А на улице был переполох. Люди собрались у магазина синьора Паоло и наблюдали, как этот самый синьор, сидя в пыли перед входом, рыдает и ругается:

— Ограбили, ограбили, ну всё дочиста вынесли, чтоб им пусто было. Сукно английское, чтоб оно им поперёк горла встало. Фламандские кружева, пуговицы серебряные, — причитал он, рвя на себе то одежду, то волосы. — А перчатки, куда им, свиньям, столько перчаток из чистой лайки? Двадцать шесть пар отличных перчаток.

Рядом с потерпевшим и слегка склонившись над ним, стоял известный нам синьор околоточный Стакани, тот самый, который уже допрашивал Буратино. Он ласково похлопывал потерпевшего по плечу, успокаивая его:

— Ну, что вы так расстраиваетесь, синьор Паоло, не плачьте, мы с моими орлами весь город перевернём, похищенное найдём.

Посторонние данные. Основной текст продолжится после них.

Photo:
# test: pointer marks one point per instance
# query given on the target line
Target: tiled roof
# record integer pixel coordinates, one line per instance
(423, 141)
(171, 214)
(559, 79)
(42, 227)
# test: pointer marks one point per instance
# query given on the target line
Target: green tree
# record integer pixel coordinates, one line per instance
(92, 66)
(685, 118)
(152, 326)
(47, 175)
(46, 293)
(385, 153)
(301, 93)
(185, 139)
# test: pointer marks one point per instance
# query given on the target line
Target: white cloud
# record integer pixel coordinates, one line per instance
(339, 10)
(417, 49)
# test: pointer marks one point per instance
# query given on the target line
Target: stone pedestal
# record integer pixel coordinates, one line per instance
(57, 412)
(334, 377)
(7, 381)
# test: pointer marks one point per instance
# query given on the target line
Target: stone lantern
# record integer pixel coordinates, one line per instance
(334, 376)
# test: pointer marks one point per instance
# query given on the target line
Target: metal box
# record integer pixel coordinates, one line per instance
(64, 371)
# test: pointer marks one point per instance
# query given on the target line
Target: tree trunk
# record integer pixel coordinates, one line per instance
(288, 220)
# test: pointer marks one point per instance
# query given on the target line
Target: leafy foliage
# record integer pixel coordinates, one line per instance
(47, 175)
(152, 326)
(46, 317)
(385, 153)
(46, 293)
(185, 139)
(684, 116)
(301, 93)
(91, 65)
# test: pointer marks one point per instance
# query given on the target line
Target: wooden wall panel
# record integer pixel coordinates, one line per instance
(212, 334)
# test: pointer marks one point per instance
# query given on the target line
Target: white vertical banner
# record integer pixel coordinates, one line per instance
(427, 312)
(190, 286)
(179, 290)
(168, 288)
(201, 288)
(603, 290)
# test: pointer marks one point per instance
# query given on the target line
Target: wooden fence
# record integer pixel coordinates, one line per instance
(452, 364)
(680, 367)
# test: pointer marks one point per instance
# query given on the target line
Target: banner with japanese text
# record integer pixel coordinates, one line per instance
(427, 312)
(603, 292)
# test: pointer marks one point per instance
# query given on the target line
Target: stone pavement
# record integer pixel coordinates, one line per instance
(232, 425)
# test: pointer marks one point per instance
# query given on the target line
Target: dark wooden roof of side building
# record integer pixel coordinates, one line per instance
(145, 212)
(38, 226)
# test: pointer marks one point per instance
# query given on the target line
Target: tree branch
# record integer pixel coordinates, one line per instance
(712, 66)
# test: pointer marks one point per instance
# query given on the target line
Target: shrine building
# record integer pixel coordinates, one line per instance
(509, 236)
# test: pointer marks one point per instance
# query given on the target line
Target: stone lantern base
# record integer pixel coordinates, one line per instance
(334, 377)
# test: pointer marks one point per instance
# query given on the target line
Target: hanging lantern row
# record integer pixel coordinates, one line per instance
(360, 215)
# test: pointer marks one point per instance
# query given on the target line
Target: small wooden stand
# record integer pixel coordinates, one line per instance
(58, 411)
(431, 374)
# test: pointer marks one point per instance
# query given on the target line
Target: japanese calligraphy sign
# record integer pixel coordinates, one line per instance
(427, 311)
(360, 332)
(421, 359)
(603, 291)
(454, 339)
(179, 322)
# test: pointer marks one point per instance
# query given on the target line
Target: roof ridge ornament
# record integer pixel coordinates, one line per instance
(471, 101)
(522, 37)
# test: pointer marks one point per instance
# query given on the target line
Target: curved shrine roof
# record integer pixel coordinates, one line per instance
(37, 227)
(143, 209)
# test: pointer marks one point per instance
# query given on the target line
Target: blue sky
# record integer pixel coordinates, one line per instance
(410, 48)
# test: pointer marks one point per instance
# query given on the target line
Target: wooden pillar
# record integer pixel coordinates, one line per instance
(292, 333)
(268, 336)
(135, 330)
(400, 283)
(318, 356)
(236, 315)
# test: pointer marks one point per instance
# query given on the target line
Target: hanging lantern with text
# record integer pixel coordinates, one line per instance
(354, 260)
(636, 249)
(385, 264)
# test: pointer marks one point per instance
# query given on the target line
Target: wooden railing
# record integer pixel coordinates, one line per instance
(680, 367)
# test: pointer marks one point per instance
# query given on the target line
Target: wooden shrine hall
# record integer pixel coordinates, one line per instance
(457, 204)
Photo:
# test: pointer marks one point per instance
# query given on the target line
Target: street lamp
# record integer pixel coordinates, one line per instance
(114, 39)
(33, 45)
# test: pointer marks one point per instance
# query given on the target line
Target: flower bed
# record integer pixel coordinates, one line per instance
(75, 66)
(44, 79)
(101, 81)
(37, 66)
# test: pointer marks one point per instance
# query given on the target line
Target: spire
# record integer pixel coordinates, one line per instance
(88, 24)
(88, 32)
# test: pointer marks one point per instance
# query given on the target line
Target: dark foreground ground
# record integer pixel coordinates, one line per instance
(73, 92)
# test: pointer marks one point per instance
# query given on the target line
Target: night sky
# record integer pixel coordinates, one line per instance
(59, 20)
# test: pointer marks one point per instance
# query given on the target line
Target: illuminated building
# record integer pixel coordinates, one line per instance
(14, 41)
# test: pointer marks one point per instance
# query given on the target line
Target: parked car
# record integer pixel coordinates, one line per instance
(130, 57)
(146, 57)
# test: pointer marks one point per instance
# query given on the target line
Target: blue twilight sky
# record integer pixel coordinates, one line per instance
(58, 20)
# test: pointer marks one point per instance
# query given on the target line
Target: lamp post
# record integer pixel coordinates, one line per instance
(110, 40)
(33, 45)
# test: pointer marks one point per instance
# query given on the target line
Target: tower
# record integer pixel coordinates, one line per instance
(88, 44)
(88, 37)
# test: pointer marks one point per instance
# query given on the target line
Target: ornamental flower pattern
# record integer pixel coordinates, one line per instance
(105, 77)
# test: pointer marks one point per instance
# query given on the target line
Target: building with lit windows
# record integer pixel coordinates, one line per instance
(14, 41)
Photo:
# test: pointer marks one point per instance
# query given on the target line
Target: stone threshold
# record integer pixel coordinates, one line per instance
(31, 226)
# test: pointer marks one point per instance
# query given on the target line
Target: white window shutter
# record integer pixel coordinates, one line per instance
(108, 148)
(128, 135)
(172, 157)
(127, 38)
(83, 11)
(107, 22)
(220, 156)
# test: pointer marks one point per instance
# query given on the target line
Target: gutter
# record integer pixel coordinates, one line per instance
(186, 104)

— Какой там город, — рыдал потерпевший, — с какими там орлами. Вы со своими индюками не то, что город, даже тазик в бане не перевернёте.

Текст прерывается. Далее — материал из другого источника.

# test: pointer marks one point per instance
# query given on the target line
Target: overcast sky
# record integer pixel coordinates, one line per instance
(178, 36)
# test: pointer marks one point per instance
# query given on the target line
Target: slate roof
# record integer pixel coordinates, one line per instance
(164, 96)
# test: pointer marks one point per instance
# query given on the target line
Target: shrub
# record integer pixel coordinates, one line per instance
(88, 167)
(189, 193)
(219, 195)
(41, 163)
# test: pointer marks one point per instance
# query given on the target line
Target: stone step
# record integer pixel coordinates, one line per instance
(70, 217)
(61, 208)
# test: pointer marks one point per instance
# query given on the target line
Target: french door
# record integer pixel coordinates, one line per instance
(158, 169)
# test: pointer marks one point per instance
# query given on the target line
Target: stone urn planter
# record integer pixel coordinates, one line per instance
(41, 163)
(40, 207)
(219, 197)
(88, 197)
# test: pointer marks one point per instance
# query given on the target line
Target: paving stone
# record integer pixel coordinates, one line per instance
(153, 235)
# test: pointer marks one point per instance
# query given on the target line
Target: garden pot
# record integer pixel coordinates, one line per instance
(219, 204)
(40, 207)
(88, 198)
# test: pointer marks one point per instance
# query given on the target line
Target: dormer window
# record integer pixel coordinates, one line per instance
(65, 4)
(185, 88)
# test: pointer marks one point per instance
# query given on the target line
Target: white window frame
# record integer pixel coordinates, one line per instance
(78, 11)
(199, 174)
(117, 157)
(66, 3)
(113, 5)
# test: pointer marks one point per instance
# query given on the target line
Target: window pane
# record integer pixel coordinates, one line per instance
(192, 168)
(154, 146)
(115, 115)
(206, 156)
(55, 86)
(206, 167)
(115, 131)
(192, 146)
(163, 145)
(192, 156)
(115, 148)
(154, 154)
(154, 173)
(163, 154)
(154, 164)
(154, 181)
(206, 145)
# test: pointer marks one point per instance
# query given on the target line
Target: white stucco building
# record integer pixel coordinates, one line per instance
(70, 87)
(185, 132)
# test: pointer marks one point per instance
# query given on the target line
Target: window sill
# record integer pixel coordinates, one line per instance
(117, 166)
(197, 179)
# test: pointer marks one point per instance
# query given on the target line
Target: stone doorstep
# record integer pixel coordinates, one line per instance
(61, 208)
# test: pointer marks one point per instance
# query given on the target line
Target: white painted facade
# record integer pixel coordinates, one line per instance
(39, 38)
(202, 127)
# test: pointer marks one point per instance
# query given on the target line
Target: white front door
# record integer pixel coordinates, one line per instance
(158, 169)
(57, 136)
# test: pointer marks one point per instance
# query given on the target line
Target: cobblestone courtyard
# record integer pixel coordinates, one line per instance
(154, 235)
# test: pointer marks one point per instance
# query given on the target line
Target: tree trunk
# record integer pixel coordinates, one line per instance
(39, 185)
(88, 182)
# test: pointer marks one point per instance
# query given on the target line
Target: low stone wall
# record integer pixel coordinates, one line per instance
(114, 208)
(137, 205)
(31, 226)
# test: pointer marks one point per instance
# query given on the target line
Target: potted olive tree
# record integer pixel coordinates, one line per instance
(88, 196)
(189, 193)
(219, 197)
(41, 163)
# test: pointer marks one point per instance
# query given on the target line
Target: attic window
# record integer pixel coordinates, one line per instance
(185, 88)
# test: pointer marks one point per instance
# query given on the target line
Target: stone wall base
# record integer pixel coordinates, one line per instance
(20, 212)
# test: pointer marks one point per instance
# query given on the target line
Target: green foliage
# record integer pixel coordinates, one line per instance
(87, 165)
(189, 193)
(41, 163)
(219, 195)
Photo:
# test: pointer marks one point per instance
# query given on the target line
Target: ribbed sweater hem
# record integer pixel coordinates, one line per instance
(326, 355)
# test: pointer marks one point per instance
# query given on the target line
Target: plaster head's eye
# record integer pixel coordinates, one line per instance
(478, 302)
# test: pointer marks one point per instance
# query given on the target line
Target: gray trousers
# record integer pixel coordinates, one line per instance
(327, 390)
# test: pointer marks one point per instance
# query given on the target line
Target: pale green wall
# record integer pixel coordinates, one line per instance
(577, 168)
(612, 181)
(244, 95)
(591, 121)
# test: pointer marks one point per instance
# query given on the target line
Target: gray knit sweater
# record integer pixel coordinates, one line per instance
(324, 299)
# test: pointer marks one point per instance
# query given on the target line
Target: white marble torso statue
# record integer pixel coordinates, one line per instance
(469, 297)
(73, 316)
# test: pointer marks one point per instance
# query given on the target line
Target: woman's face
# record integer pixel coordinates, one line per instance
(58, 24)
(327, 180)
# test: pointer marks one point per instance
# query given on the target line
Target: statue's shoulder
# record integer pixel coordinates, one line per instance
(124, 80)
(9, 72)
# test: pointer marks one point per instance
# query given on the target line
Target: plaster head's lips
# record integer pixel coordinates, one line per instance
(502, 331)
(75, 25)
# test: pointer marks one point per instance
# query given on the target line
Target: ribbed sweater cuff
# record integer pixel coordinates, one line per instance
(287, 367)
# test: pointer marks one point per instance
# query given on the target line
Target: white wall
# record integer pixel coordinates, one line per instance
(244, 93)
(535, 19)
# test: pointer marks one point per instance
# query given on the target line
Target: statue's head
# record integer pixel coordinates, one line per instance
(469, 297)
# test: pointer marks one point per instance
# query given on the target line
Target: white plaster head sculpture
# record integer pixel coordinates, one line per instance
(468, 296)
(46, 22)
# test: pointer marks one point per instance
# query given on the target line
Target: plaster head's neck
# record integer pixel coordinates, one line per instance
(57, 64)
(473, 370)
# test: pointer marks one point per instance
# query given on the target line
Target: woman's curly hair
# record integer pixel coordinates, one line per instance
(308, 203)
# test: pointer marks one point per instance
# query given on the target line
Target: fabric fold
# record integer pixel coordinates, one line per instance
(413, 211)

— Ну, это вы зря, я обещаю вам, что найду вам ваши товары, — сказал полицейский.

— Ой, да уйдите от меня, синьор околоточный Стакани. Что вы там найдёте⁈ Ну, что вы там можете найти⁉ Вы у себя в ширинке и то ничего найти не сможете, даже если вам жена будет помогать, — продолжал рыдать торговец.

Конечно, если бы не горе, он никогда бы не позволил себе сказать такое при людях синьору околоточному, но теперь ему было всё равно. А вот околоточному всё равно не было. Он медленно выпрямился и сурово оглядел собравшихся зевак. Те из них, кто похабно улыбался словам торговца, забыли, как это делается, а некоторые даже попятились под взглядом блюстителя закона.

— Прошу всех разойтись по-хорошему, — сказал околоточный тихо, но все очень хорошо расслышали.

Синьор Стакани был оскорблён в лучших своих чувствах, и это было видно по его лицу. Его мужское достоинство было поругано и, объективно говоря, абсолютно безосновательно, так как синьору околоточному было чем гордиться в этом плане, что могли засвидетельствовать не только жена и портовые шлюхи, но и весь персонал венерологического диспансера.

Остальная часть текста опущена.